Correspondence Analysis of alcoholic beverages and where to drink them

In [1]:
# Importing libs
import numpy as np
import pandas as pd
from prince import CA
import seaborn as sns
import matplotlib.pyplot as plt
%matplotlib inline

ModuleNotFoundError: No module named 'prince'

Importing and processing data

In [None]:

df=pd.read_excel("data\\data.xlsx",sheet_name="data")
""" 
Data from a survey that asked where was the best place (from a list of 11 places) to drink 12 types of alcoolic beverages
 
weight: variable to match the sociodemographic characteristics of the sample to the population
 
Variables with "place" and "drink": each column is a beverage type and it's value is the name of the place if it was select or 0 if it wasnt
Some of the beverages that were in the survey weren't asked in this part so we will have to delete some of the variables
"""
df.head(5)

In [None]:
places=12 ### number of places +1
drinks=24 ### number of drinks +1

#* Getting variable names based on number of places and drinks
var_names=[]
for iplaces in range(1,places):
    for idrinks in range(11,drinks):
       var_names.append(f"place_{iplaces}_drink_{idrinks}") 

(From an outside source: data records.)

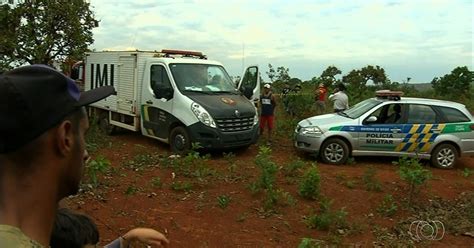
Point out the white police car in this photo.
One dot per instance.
(391, 125)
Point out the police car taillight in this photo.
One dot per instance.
(388, 94)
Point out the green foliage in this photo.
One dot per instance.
(156, 182)
(271, 73)
(131, 190)
(96, 166)
(370, 181)
(266, 182)
(328, 76)
(43, 31)
(181, 186)
(414, 174)
(223, 201)
(309, 186)
(300, 105)
(193, 165)
(327, 218)
(267, 167)
(291, 169)
(358, 80)
(230, 158)
(309, 243)
(140, 161)
(94, 137)
(388, 207)
(455, 85)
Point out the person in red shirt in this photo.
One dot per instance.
(320, 96)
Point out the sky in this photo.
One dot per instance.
(419, 39)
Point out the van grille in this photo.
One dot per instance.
(234, 124)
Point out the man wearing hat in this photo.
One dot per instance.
(340, 99)
(42, 150)
(320, 97)
(268, 104)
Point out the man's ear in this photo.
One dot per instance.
(64, 138)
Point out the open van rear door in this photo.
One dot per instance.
(249, 83)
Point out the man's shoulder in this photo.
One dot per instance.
(11, 236)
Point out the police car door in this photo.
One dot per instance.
(382, 131)
(249, 84)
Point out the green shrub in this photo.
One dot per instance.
(223, 201)
(309, 186)
(326, 218)
(388, 207)
(156, 182)
(371, 183)
(96, 166)
(293, 166)
(181, 186)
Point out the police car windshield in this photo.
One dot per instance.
(202, 77)
(361, 108)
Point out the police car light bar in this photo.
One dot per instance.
(388, 94)
(169, 52)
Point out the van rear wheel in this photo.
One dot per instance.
(334, 151)
(179, 140)
(444, 156)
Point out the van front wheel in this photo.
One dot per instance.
(179, 140)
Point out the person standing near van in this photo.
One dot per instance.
(320, 97)
(268, 104)
(340, 98)
(42, 149)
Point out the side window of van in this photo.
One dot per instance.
(422, 114)
(160, 82)
(249, 82)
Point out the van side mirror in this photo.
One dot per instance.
(163, 92)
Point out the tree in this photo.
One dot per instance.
(271, 73)
(456, 84)
(328, 76)
(283, 74)
(43, 31)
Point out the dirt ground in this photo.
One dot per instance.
(138, 192)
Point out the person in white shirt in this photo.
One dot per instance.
(340, 99)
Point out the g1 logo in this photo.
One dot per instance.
(426, 230)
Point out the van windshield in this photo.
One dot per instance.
(202, 78)
(360, 108)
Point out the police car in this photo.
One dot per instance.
(391, 125)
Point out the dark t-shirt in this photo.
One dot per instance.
(268, 105)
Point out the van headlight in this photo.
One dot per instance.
(202, 115)
(255, 117)
(310, 131)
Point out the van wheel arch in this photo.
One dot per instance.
(445, 155)
(179, 140)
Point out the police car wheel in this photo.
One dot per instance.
(444, 156)
(105, 125)
(334, 151)
(179, 140)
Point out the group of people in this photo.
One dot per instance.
(268, 103)
(42, 159)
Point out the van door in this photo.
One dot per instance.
(249, 84)
(157, 101)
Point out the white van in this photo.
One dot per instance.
(178, 97)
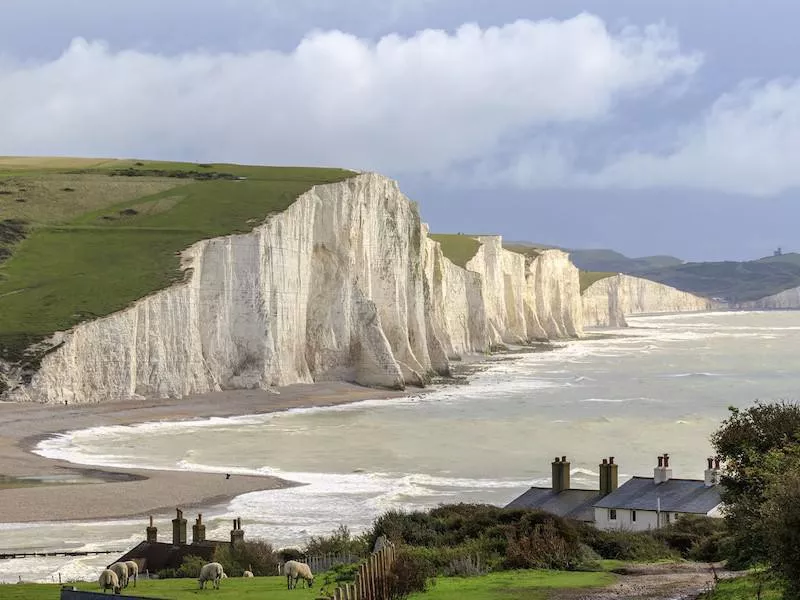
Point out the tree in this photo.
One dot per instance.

# Making one column with the values of all variables and changing it's value to binary (1 if they like the mix of the drink with the place) to make it easier to work with weights
df2 = pd.melt(df,id_vars=['ID','weight'],value_vars=var_names, value_name=('place_and_drink')).dropna()
df2.loc[df2['place_and_drink'] != 0, 'place_and_drink'] = 1

# Applying weights
df2['place_and_drink_weighted']=df2['place_and_drink']*df2['weight']
# creating variable for place and drink
for iplaces in range(1,places):    
    for idrinks in range(11,drinks):
        df2.loc[df2['variable']==f"place_{iplaces}_drink_{idrinks}",('drink')]=idrinks
        df2.loc[df2['variable']==f"place_{iplaces}_drink_{idrinks}",('place')]=iplaces

In [None]:
# Creating the contingency table
contingency_table = pd.pivot_table(
                  df2, 
                  values='place_and_drink_weighted', 
                  index=['place'],
                  columns=['drink'],
                  aggfunc=np.sum
)
# Labeling
column_names=[
'Beer 1',
'Cheap Spirit',
'Beer 2',
'Flavoured Spirit 4',
'Flavoured Spirit 1',
'Beer 3',
'Flavoured Beer 1',
'Flavoured Beer 2',
'Flavoured Spirit 2',
'Flavoured Spirit 3'
]
row_names=[
'Night club',
'Restaurant',
'Grocery Shop',
'Friend\'s house',
'Home',
'Show',
'House party',
'Pub',
'Bar',
'Beach',
'Pool'
]
contingency_table.columns=column_names
contingency_table.index=row_names

print (contingency_table)

Preparing correspondence analysis

In [None]:
ca=CA(n_components=2,n_iter=10,random_state=18012021)
ca.fit(contingency_table)
ca.row_coordinates(contingency_table)
ca.column_coordinates(contingency_table)
# variation explained by CA.
ca.explained_inertia_


Creating Map

In [None]:
# Creating datasets with the coordinates
coord_x=ca.row_coordinates(contingency_table)
coord_y=ca.column_coordinates(contingency_table)
coord_x.columns=['x','y']
coord_y.columns=['x','y']
# Assigning a series variable to know which coordinate belongs to places/drinks and merging dfs

coord=pd.concat([coord_x.assign(series='place'),coord_y.assign(series='drink')])
plt.figure(figsize=(10,10),dpi=1000,frameon=False)
sns.set_theme(style="whitegrid")
plot = sns.scatterplot(
    x='x',y='y',data=coord,hue='series',s=150,style='series',legend=False,ax=None,palette=sns.color_palette("flare", 2),markers=['o','D']
)

# Adding labels to points
i=-1
for x, y in zip(coord['x'], coord['y']):
    i+=1
    color='black'
    if i>10:    color=sns.color_palette("flare", 2)[1] # Changing drinks colors
    if x!=coord['x'].nlargest(2)[0] and x!=coord['x'].nlargest(2)[1]:
        plt.text(x = x+0.015,y = y-0.0025,s=coord.index[i],weight='bold',color=color)
    elif x==coord['x'].nlargest(2)[0] : # Making all labels fit in the plot
        plt.text(x = x-0.055,y = y-0.0025,s=coord.index[i],weight='bold',color=color)
    else:   plt.text(x = x-0.145,y = y-0.0025,s=coord.index[i],weight='bold',color=color)


# Cleaning axes

plot.set(xticklabels=[])
plot.set(xlabel=None)
plot.set(yticklabels=[])
plot.set(ylabel=None)
# Setting title
plt.title('Association map',weight='bold',size=20)